Let’s tow an iceberg
The situation in Cape Town was an obvious trigger for the revival of the ‘tow an iceberg’ answer. There’s a long history of iceberg lunacy.
In 1825 it was suggested that they could be towed into the southern ocean to equalise the temperature of the earth.
In the mid-19th century small icebergs were towed and used for refrigeration by the brewing industry in Valparaiso, Chile, where, by coincidence, your author was last week.
By the late 1800s, an entrepreneur was proposing to tow an iceberg to India, and at the end of that century another entrepreneur was for towing them and melting them to extract the gold dust contained within them. In 1914 the Washington Times reported a scheme to tow icebergs into cities on the East Coast of the USA, putting them on show before dynamiting them into useful pieces.

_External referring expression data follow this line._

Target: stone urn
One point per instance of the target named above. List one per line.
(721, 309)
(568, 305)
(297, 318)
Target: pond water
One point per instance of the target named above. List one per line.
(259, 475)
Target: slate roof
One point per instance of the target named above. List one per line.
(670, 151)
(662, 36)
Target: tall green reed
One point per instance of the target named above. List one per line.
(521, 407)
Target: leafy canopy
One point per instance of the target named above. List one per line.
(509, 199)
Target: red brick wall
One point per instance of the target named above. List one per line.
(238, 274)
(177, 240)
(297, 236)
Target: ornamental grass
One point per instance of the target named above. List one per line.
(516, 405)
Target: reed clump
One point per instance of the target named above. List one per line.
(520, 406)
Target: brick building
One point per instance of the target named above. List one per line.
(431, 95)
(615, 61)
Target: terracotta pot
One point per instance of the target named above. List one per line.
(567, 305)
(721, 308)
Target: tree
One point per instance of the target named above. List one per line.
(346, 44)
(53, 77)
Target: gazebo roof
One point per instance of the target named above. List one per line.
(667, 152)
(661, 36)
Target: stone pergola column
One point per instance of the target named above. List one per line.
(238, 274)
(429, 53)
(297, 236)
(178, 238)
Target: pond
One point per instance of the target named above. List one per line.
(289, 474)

In 1973 the RAND Corporation was proposing towing icebergs too. Their suggestions included sending a floating nuclear power plant to provide power for the operation.
In 1979 NASA was saying that spacecraft would be an important component of any iceberg utilization program.
A UAE company has more recently proposed towing an iceberg to create a verdant paradise in the Middle East.
Since the 1960s, they really have been towing icebergs, but over short distances to stop them damaging oil rigs.
Probably not the answer to a water crisis then.